Peace breaks out over education
The riba looks to have succeeded in persuading the Architects Registration Board (arb) to back down and accede to its demands to have an equal say in the validation of architecture schools, after a long and embittered battle.
Subject to final clarification and legal documentation, both sides have agreed to joint validation, with the arb, in a new move, offering to pay all visiting board members. Sources on both sides suggest that a deal has been brokered between the two parties which will maintain the institute's important say in educational matters, though for some time it looked as if the arb would insist it took over entirely.

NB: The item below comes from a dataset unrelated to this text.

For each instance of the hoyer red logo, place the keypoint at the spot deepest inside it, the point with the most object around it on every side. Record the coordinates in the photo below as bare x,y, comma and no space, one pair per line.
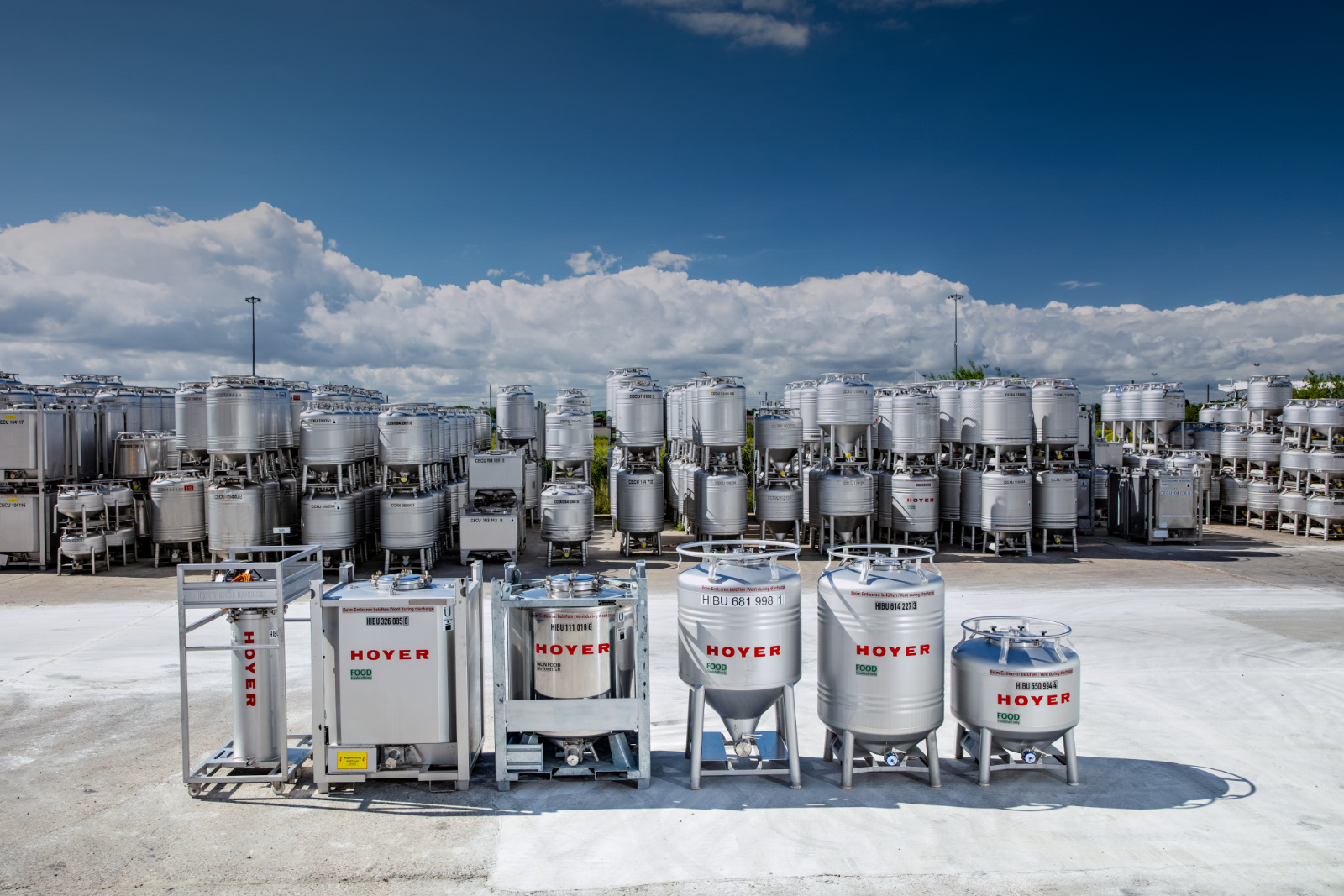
1021,700
909,651
712,651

Barbara Kelly, chairwoman of the arb, said in a statement that the board was currently awaiting a response from the riba's education committee on suggestions it had tabled and that no formal understanding had yet been signed. But she added: 'arb is, however, delighted that it seems that the discussions will shortly be brought to a successful conclusion and is very much looking forward to working with riba to maintain and improve the standards of architectural education in the uk.'
Paul Hyett, the institute's vice president for education, aj columnist and the man largely credited with leading the battle for riba's continuing involvement, was cautious, but said: 'I'm very pleased that at long last we seem to have the basis for a workable agreement.'
riba's director of education Leonie Milliner said she hoped that the situation could be resolved, perhaps within the next month. 'Negotiations are ongoing but if they proceed as we hope then an agreement will be great.' She added that the institute's principal concern was for workability - which would have been threatened had only half the visiting board members been paid by the arb, as was originally suggested. The new arrangements on the table from arb seem to address that concern.
Solicitors from the two parties have been amending and discussing a 'travelling draft' of the procedure documents since Christmas. Now, a full agreement on the issue is envisaged around September.